Arovella Therapeutics (ASX:ALA) has taken a key step toward the clinical development of its lead cell therapy candidate, ALA-101, appointing SAPRO as contract research organisation (CRO) for its first-in-human Phase 1 trial.
The company confirmed it has initiated start-up activities following positive feedback from the US Food and Drug Administration during a recent Type D meeting, with patient dosing expected to commence in early 2026.
“After positive feedback from FDA during our recent Type D meeting, we are excited to initiate start-up activities for the phase 1 clinical trial and are delighted to have found an excellent partner in SAPRO,” said Michael Baker, Chief Executive Officer and Managing Director of Arovella. “The data we obtain from this first-in-human trial informs not only the development of ALA-101, but also directly translates to Arovella’s solid tumour programs.”
The open-label, dose escalation and expansion study will evaluate safety, tolerability, pharmacokinetics, pharmacodynamics and preliminary efficacy of a single dose of ALA-101 in patients with CD19-positive non-Hodgkin’s lymphoma and leukaemia.
A Bayesian design will support efficient dose escalation to identify a safe and effective dose for expansion. Clinical sites are expected to be located across Australia and New Zealand. The commencement of the trial remains subject to ethics and institutional approvals.

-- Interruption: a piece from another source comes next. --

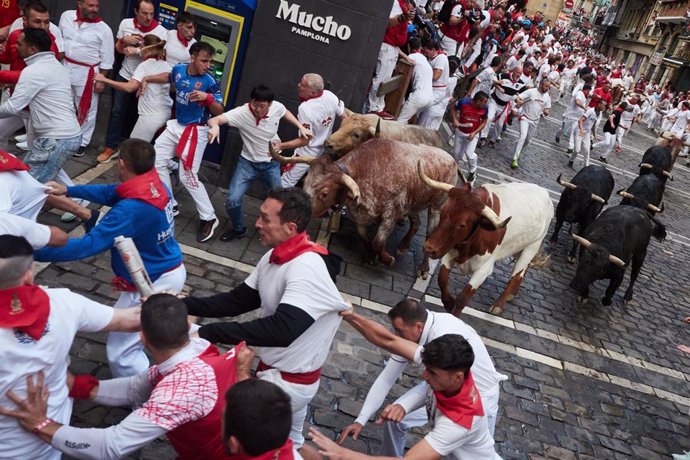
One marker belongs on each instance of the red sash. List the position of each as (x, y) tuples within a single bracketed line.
[(25, 308), (9, 162), (462, 407), (294, 247)]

“We’re thrilled to be chosen by Arovella as their Trial Pathway Partner and CRO on the ALA-101 clinical program, a truly innovative cell therapy targeting CD19-positive malignancies,” said Kim Steel, Managing Director of SAPRO. “The ALA-101 study represents a major step forward in Australian-led immunotherapy development across the globe."
ALA-101 is an off-the-shelf iNKT cell therapy engineered with a chimeric antigen receptor (CAR) that targets CD19, an antigen found on the surface of numerous cancer types. The platform combines CAR technology with the natural tumour-targeting capabilities of invariant Natural Killer T (iNKT) cells, offering a potentially powerful new treatment approach for blood cancers and, ultimately, solid tumours.